As demonstrated, HE coding data are very specific with high PPV for the identification of individuals with CKD. This has implications for both clinical practice and future research. With clinical practice, it is insufficient to use HE data alone to identify those with CKD, and access to current and historical biochemistry data is essential to identifying CKD appropriately. However, the use of HE data as an additional flag is potentially useful for identifying high-risk individuals. Another issue for clinical practice is patient safety, particularly with the prescribing of drugs that are either nephrotoxic or with significant renal clearance. The use of both systems of identification should improve patient safety issues related to this. This also applies to preparation for surgical, radiological and oncological procedures.

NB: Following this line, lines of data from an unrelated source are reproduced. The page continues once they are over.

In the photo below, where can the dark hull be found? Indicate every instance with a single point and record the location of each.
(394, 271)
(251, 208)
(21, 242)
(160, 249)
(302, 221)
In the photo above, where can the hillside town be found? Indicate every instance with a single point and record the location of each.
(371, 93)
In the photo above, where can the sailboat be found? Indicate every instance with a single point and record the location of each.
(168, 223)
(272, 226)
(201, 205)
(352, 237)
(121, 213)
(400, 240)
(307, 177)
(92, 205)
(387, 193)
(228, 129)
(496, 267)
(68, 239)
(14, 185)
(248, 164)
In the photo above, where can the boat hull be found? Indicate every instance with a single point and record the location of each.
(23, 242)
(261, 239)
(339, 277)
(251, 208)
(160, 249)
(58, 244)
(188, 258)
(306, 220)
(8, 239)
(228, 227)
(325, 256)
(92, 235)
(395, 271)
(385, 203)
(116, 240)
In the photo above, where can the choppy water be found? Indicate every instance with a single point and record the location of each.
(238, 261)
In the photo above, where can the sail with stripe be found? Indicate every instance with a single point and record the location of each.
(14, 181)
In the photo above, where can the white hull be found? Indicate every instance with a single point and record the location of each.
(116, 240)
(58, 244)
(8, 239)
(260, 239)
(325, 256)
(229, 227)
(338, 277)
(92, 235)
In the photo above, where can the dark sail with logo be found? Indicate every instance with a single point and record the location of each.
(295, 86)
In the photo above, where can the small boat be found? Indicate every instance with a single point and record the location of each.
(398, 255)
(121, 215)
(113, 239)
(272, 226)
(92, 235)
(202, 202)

For research, we have demonstrated that biochemistry data are crucial for describing the prevalence of CKD, and therefore, the health care burden associated with it, not just the few identified through HE data. Historically, CKD identified through HE coding described high RRT initiation rates. However, in cohorts identified through biochemistry more recently, the rates reported have been lower. 33 Whether this is due to the severity of CKD identified being different, or due to the disease processes being different, is not clear and requires further research. There are also implications for clinical trials, in that the event rate that sample sizes are based on may differ depending on the source of CKD identification.

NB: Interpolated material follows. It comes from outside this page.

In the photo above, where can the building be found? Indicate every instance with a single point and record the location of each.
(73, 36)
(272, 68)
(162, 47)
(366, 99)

The ideal for the future would be a unifying electronic patient health care record containing information on previous hospital identified events, general practice and also biochemistry results, to ensure accurate and timely identification of those with CKD.
Conclusion
The findings of this study suggest that routine HE data have limited value in the routine identification of individuals with CKD. However, where those with CKD have been identified using HE data, this information is highly specific. Other sources of routine health care data such as routine biochemistry data, including historical data, and not just that pertaining to a given event, should be available to clinicians caring for patients and are an important source for further research into clinical outcomes, including hospitalisations. The most important uses of this data are for planning, surveillance, screening and for research.
Footnotes
Acknowledgements
We thank the Information Services Division, Scotland, who provided the SMR01 data, and NHS Grampian, who provided the biochemistry data. We also thank the University of Aberdeen’s Data Management Team.

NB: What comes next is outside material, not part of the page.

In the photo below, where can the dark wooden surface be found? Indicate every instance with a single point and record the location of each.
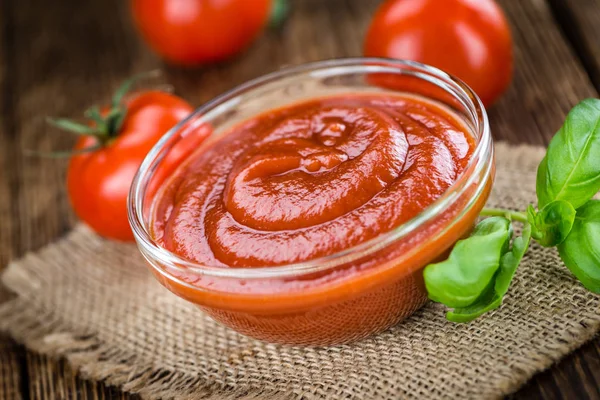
(56, 58)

Declaration of Conflicting Interests
The author(s) declared no potential conflicts of interest with respect to the research, authorship, and/or publication of this article.
Ethical approval
The study protocol was reviewed by the Privacy Advisory Committee for Information Services Division (ISD), NHS Grampian, Caldicott Guardian. The North of Scotland Research Ethics Service reviewed the project and felt it was audit rather than research. The College Ethics Review Board of the University of Aberdeen, College of Life Sciences and Medicine also reviewed the protocol. There were no concerns.
Funding
The author(s) disclosed receipt of the following financial support for the research, authorship, and/or publication of this article: This work was supported by the Chief Scientists Office for Scotland (grant no. CZH/4/656).